Certainly changes the game if true.

idunno posted the report:

http://thingsbreak.files.wordpress.com/2013/10/evidence-for-a-rapid-release-of-carbon-at-the-paleocene-eocene-thermal-maximum.pdf

Prove it!

I commented on methane hydrates under permafrost and there was no massive glaciation to have methane hydrates under permafrost during those times. The only permafrost was alpine and the times were before the Himalayas. There weren't even massive glaciers in Antarctica to lock away methane hydrate at that time and massive glaciation is required to lock methane hydrate. It was a very different world than today.

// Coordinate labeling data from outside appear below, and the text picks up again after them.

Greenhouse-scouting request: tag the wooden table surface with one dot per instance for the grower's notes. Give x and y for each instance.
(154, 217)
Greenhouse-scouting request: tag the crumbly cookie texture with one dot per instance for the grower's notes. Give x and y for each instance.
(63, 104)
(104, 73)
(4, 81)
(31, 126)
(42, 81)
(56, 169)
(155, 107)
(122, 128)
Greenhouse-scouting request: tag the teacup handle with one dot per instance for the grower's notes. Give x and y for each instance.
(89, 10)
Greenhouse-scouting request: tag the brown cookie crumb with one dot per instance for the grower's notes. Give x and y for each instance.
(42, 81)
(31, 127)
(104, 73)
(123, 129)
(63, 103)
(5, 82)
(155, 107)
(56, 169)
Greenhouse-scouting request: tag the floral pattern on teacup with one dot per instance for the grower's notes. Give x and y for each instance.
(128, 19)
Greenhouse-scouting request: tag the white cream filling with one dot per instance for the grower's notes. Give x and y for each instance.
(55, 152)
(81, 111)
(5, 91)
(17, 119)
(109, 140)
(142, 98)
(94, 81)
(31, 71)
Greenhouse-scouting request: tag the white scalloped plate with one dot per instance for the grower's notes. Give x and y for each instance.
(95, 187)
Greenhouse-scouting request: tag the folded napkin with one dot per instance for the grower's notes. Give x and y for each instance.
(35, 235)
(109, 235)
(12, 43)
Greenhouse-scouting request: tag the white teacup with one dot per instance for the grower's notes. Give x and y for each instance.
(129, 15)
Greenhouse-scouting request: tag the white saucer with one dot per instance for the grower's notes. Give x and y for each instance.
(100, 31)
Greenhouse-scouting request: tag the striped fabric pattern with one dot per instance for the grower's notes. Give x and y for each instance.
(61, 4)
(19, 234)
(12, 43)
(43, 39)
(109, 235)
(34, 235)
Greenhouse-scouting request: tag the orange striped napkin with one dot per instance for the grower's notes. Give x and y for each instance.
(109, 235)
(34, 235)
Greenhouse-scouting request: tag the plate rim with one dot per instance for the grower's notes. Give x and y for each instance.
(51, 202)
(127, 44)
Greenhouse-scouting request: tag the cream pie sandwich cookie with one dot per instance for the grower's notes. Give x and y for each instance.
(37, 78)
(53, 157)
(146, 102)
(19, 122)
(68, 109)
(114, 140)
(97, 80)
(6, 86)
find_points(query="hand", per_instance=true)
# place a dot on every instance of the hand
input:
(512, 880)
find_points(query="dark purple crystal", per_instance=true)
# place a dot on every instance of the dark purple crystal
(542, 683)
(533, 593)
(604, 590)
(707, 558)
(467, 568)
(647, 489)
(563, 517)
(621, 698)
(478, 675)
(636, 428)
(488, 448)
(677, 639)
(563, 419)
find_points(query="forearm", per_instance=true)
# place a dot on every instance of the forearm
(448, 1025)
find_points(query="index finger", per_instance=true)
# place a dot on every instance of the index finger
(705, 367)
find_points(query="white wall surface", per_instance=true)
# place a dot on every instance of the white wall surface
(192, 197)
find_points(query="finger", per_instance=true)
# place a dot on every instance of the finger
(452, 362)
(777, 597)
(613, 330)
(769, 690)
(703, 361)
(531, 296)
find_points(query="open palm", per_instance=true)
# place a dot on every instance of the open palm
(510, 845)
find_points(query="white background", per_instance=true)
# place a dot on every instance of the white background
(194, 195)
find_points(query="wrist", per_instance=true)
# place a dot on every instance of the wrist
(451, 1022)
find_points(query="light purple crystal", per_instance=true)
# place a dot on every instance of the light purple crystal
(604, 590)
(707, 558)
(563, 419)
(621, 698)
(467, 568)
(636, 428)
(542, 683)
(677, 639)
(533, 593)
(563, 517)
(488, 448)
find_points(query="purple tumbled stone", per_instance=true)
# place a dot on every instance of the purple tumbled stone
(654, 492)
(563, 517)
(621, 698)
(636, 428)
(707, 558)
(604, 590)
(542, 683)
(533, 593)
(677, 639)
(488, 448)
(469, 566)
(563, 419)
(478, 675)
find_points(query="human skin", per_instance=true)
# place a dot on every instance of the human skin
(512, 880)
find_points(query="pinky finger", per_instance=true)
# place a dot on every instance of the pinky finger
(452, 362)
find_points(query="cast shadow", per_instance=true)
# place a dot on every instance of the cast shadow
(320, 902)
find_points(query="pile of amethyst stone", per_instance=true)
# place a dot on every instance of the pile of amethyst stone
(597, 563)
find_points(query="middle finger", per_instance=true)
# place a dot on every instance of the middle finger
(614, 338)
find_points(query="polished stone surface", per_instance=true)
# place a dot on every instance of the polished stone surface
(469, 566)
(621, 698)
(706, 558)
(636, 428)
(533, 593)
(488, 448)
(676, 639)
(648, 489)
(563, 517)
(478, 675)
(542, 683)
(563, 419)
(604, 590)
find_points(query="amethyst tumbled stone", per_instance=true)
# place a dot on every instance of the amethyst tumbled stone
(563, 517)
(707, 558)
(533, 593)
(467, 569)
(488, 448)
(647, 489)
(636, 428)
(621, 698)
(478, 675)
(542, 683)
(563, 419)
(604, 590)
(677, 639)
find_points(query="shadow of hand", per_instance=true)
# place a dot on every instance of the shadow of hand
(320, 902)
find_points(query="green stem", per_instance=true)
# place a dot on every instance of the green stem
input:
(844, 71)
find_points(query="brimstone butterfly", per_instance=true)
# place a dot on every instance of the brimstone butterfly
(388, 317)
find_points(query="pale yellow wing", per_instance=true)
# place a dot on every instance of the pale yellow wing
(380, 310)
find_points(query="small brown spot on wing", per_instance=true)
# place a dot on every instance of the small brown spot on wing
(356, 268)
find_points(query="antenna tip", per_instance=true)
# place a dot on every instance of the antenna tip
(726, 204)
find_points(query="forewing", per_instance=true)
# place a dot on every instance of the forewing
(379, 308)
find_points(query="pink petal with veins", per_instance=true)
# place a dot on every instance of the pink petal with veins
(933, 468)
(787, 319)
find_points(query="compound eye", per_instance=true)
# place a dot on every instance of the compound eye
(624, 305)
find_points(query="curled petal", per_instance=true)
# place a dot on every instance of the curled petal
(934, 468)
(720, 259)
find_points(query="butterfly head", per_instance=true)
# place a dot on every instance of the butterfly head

There is isotopic evidence of volcanic activity, but it isn't conclusive. The hypothesis of massive methane hydrate release is reasonable, but a bolide impact in the ocean may not leave traces we can discover to date. It's possible methane hydrate could destabilize by ocean circulation changes, but the evidence of even a pre arctic connection between that area and the Pacific Ocean during PETM isn't very convincing. Very little research has been done researching the ocean currents of the past.

I've heard both sides of a global warming debate use PETM to support their beliefs. What happened during PETM is a big scientific unknown. If I want to know it all, I need to distinguish what I know, what I don't know and don't confuse the two. There is nothing wrong with believing something, but it isn't knowledge until proven. It shouldn't be mixed in our minds as facts.